「おばけ」の心情を綴った斬新な発想
今回ご紹介するのはピノキオピーさんが作詞作曲した「おばけのウケねらい」という楽曲。
ナナヲアカリさんが2017年11月8日に発売したアルバム「ネクラロイドのあいしかた」への提供作品です。
そして、それをあらためて初音ミクバージョンとして発表。
ナナヲアカリさんに似合う「お茶目な可愛らしさ」が溢れる楽曲となっていますよ。
今回はボカロバージョンを中心にご紹介していきます。
登場するおばけに親近感
タイトルどおり、この楽曲の主人公は「おばけ」です。
皆様は「おばけ」と聞くとどんな姿を想像しますか?
白い和装姿に黒髪をボサボサにした女性。
あるいは、海外風に考えるとゾンビチックなボロボロの洋服に傷だらけになった姿。
よく考えると「おばけ」の姿って、テンプレートのように「怖い」と思わせる格好ばかりです。
この「おばけのウケねらい」という曲を聴くと、「おばけ」が人を怖がらせるために多くの苦労をしていることが伝わってきます。
「怖い」と感じる姿をするのも努力のひとつ。
「おばけ」の健気な努力と悩みを歌った楽曲なのです。
そう考えると、何だか「おばけ」が怖いものに見えなくなってきてしまいますね(笑)
MVの「おばけ」にも注目
可愛らしい「おばけ」
「おばけの初音ミク」が次々と心情をネタバレしていきます。
登場するミニキャラの「おばけ」達も可愛らしくて、「怖さ」は感じられないです。
心霊写真が次々と映し出される場面では思わず微笑んでしまいました。
よくホラー番組で「おわかりだろうか…?」と幽霊の映っているところに丸を打って説明していますね。
それの再現をしているのですが、映り込んだ「おばけ初音ミク」はどれも違和感があります。

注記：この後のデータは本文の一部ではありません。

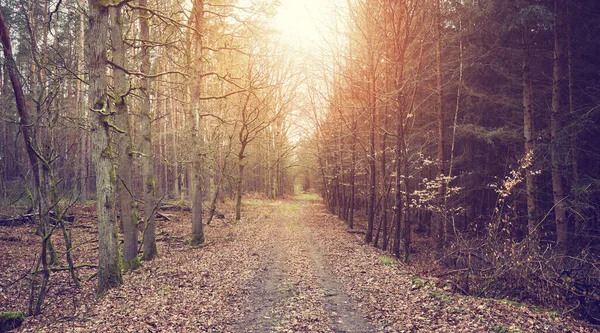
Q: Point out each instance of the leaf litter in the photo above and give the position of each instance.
(288, 266)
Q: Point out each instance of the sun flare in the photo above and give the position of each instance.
(307, 23)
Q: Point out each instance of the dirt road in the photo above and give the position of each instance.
(295, 290)
(288, 266)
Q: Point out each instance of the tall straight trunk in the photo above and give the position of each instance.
(441, 225)
(83, 144)
(571, 83)
(125, 188)
(238, 203)
(560, 205)
(351, 207)
(150, 250)
(372, 158)
(109, 272)
(529, 136)
(196, 172)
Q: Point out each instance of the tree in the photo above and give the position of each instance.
(147, 150)
(109, 271)
(125, 185)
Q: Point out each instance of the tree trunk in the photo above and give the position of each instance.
(109, 272)
(529, 135)
(441, 224)
(560, 205)
(150, 250)
(125, 186)
(197, 228)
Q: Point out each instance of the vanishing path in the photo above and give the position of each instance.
(287, 266)
(295, 290)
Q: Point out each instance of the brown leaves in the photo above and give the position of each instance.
(286, 267)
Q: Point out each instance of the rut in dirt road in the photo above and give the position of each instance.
(295, 291)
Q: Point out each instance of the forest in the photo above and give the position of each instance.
(254, 139)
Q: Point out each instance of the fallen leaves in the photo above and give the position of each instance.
(288, 266)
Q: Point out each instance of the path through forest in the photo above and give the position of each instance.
(288, 266)
(295, 290)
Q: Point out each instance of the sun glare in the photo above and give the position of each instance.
(307, 23)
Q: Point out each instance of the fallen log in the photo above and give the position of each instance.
(29, 219)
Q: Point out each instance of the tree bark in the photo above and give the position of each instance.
(560, 205)
(109, 272)
(529, 136)
(197, 199)
(441, 224)
(150, 250)
(125, 185)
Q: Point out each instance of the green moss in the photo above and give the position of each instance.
(387, 261)
(131, 265)
(10, 320)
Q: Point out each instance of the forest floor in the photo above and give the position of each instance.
(287, 266)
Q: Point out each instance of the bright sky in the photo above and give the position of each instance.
(308, 23)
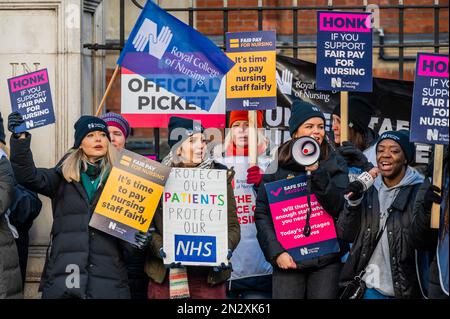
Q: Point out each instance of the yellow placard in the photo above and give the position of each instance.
(253, 74)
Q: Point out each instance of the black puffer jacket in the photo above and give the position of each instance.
(76, 247)
(359, 225)
(328, 183)
(425, 238)
(10, 279)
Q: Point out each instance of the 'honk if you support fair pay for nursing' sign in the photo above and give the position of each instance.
(130, 197)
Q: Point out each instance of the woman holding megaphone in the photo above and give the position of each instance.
(316, 278)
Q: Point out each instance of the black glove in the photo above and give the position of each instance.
(14, 120)
(357, 190)
(432, 195)
(142, 239)
(353, 156)
(163, 255)
(222, 266)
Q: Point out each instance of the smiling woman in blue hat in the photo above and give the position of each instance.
(316, 278)
(84, 263)
(188, 150)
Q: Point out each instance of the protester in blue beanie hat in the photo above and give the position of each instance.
(302, 111)
(87, 124)
(402, 138)
(118, 128)
(187, 128)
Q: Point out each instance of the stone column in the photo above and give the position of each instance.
(38, 34)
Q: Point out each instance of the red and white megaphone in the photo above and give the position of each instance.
(306, 151)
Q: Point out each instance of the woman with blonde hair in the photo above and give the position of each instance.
(84, 262)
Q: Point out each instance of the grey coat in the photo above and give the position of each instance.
(10, 278)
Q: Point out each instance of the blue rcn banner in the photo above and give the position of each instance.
(251, 84)
(31, 96)
(430, 111)
(162, 47)
(344, 51)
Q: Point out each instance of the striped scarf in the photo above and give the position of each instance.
(178, 280)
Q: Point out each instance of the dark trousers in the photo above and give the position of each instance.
(312, 283)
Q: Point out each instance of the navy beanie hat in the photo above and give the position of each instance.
(402, 138)
(302, 111)
(359, 113)
(117, 120)
(187, 128)
(87, 124)
(2, 130)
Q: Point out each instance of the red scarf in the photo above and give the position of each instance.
(233, 151)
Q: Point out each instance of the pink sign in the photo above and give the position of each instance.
(432, 65)
(344, 22)
(289, 220)
(28, 80)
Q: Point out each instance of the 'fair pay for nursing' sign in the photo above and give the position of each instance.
(251, 83)
(130, 197)
(31, 97)
(195, 223)
(289, 206)
(344, 51)
(430, 111)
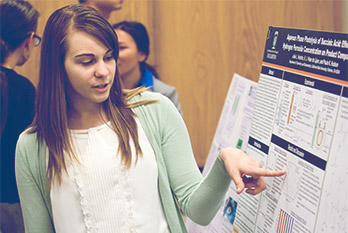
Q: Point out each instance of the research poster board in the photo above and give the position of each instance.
(300, 124)
(232, 131)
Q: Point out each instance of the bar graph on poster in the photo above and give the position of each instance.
(299, 123)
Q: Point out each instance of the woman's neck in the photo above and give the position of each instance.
(131, 79)
(10, 61)
(86, 118)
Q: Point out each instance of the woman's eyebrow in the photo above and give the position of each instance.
(84, 55)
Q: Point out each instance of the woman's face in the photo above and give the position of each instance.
(90, 67)
(129, 55)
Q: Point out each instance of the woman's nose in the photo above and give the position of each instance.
(101, 70)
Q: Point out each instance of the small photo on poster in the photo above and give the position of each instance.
(230, 208)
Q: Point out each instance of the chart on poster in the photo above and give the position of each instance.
(300, 124)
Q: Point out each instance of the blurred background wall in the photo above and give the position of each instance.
(197, 46)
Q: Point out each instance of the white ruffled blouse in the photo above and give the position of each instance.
(100, 195)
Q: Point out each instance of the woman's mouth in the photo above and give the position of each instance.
(101, 87)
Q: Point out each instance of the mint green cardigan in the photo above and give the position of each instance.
(178, 176)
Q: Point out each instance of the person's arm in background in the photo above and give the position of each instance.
(31, 186)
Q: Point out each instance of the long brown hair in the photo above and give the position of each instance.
(51, 119)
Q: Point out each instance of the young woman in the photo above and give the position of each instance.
(134, 45)
(17, 39)
(101, 159)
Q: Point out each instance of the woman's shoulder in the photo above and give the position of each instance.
(161, 105)
(161, 87)
(149, 95)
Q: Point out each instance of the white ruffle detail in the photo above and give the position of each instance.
(104, 188)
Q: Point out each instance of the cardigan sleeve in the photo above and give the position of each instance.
(35, 212)
(199, 198)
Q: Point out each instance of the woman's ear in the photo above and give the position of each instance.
(142, 56)
(28, 45)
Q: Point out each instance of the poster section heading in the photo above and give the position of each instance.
(318, 52)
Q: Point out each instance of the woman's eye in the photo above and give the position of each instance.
(109, 58)
(86, 63)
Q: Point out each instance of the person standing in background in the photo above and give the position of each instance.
(18, 38)
(134, 46)
(105, 7)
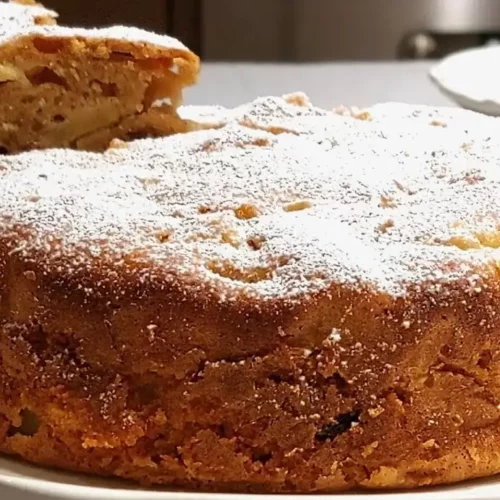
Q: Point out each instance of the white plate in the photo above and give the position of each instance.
(37, 481)
(471, 78)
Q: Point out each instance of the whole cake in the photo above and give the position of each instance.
(292, 299)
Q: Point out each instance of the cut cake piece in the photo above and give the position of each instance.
(80, 88)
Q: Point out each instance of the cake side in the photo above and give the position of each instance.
(272, 305)
(69, 84)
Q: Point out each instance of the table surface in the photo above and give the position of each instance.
(328, 85)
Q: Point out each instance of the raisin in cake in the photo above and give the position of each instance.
(81, 88)
(293, 300)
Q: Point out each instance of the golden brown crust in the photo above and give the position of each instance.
(67, 84)
(121, 356)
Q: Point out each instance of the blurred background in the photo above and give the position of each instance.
(303, 30)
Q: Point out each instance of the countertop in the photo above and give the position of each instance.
(328, 85)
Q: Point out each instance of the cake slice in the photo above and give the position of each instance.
(80, 88)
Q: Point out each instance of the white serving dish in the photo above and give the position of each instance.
(471, 78)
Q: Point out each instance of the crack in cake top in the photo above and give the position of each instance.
(281, 200)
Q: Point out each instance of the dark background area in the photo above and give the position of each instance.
(302, 30)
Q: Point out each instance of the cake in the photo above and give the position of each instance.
(287, 300)
(81, 88)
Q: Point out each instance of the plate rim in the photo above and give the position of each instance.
(476, 102)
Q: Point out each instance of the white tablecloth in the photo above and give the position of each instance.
(327, 85)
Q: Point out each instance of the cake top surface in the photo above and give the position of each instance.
(18, 20)
(281, 201)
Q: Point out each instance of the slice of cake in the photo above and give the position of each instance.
(80, 88)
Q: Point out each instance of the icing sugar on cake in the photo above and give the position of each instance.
(18, 20)
(407, 196)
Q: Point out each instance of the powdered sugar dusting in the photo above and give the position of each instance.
(389, 202)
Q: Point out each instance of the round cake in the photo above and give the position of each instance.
(289, 300)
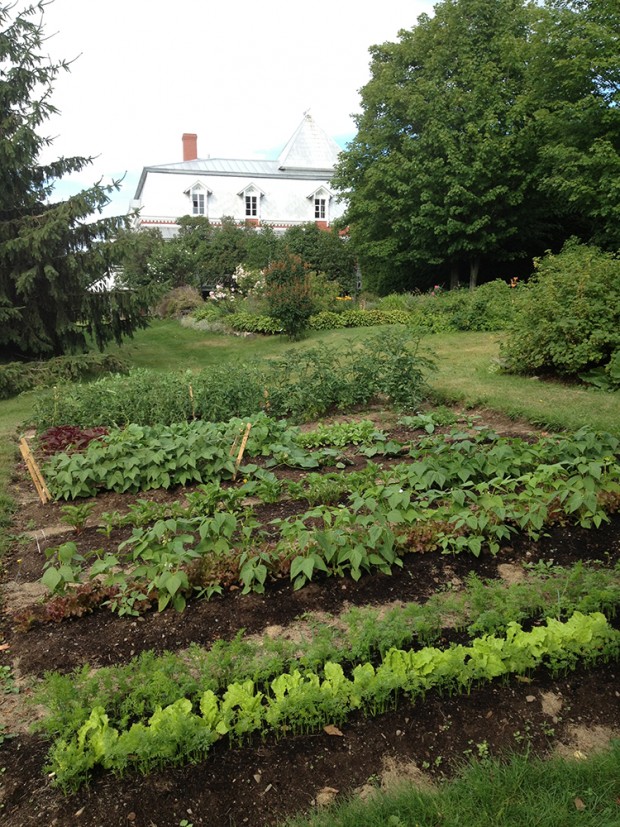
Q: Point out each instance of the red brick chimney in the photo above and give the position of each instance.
(190, 146)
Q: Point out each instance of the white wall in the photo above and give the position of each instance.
(284, 200)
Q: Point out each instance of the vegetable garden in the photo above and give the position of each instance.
(252, 611)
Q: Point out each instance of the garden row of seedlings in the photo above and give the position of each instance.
(464, 491)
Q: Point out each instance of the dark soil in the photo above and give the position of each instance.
(264, 781)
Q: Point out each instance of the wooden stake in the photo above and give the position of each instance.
(35, 472)
(244, 441)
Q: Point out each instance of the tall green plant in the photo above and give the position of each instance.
(289, 294)
(569, 317)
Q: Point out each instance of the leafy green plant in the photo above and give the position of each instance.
(64, 566)
(299, 702)
(76, 515)
(569, 317)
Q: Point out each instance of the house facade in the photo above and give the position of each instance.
(292, 189)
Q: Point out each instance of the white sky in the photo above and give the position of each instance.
(239, 73)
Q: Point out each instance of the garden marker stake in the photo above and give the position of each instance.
(35, 472)
(244, 441)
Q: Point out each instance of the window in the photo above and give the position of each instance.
(198, 202)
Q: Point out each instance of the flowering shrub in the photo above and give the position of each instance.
(569, 317)
(289, 294)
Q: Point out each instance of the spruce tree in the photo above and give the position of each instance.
(54, 255)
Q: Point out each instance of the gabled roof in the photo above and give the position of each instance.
(310, 153)
(309, 148)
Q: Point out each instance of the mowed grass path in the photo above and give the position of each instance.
(466, 373)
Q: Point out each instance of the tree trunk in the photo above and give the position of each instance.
(474, 267)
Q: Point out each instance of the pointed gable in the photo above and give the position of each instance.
(309, 148)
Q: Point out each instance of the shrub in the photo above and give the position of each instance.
(179, 301)
(289, 294)
(301, 384)
(569, 314)
(253, 323)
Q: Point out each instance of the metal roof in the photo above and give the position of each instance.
(310, 154)
(309, 148)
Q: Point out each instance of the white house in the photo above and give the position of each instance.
(293, 189)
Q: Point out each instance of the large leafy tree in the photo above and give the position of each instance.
(435, 174)
(324, 250)
(574, 88)
(53, 257)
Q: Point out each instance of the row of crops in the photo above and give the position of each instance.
(465, 491)
(353, 499)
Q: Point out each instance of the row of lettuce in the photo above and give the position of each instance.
(299, 702)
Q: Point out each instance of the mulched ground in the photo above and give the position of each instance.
(264, 781)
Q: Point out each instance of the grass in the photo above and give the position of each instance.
(467, 371)
(468, 374)
(522, 792)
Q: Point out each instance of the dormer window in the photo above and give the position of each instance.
(198, 196)
(320, 202)
(251, 196)
(198, 202)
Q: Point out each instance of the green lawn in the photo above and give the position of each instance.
(466, 373)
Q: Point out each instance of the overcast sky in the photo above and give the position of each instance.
(240, 74)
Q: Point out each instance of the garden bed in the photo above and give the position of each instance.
(267, 778)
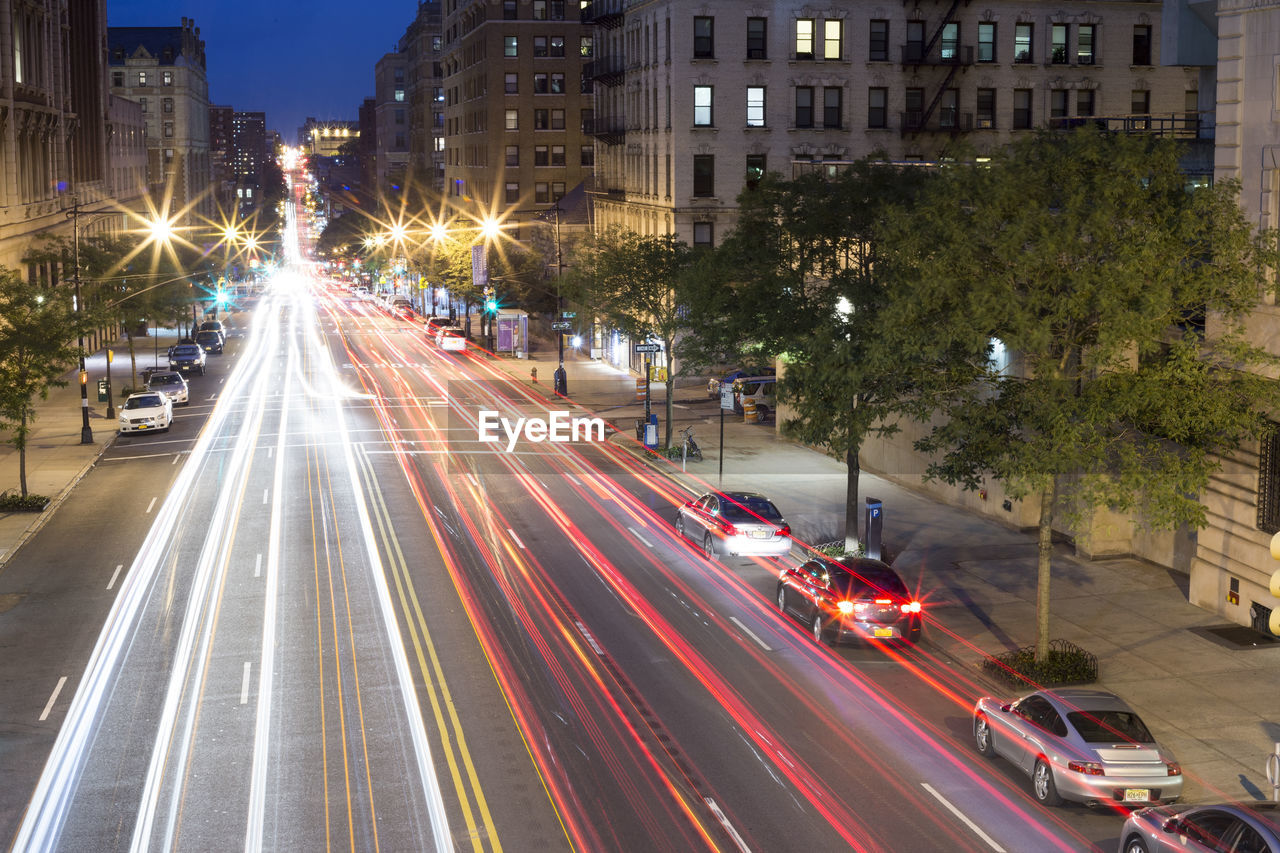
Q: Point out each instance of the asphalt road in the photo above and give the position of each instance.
(320, 614)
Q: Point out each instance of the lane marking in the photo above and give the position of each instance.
(636, 534)
(955, 811)
(749, 633)
(49, 706)
(728, 828)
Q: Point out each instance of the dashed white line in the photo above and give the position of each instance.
(49, 707)
(749, 633)
(636, 534)
(968, 822)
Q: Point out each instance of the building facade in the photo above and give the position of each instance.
(691, 99)
(517, 105)
(163, 68)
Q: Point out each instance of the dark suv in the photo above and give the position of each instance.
(187, 357)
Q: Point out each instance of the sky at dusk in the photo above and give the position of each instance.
(288, 58)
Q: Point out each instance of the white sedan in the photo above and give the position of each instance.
(149, 411)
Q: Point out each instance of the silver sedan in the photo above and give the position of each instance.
(1243, 828)
(1079, 744)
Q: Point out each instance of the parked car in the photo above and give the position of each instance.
(147, 411)
(1242, 828)
(210, 341)
(187, 357)
(172, 384)
(735, 523)
(759, 389)
(714, 384)
(1079, 744)
(851, 596)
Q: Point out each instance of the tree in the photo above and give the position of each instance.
(801, 278)
(1123, 295)
(634, 283)
(36, 327)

なんだか「頑張って映り込みました!」という雰囲気を出しているのです。
MVを見るだけでも楽曲のコミカルな世界観が伝わってきましたね。
それでは次は、歌詞の意味を解釈していこうと思います。
「怖い」と思わせたい
リアルな「おばけ」事情?
それ 本気でやってんの
ねぇ おばけを舐めてんの
また 枕元立ってんの
もう 何回やってんの
「ほら、怖がれ」という態度
「怖がって欲しい」という展望
あなたはどっちかな 知らん
神はおっしゃる どっちでもいい
出典: おばけのウケねらい/作詞:ピノキオピー 作曲:ピノキオピー
枕元にお化けが立っているという演出。
寝ているときは無防備になるからこそ、恐怖感が増すのではないでしょうか。
しかし、何度も聞いているうちにその演出にすら慣れてしまった人間の心理もあります。
歌詞から「必死に怖がらせようとしてネタ切れなんです」というメッセージが読み取れますね(笑)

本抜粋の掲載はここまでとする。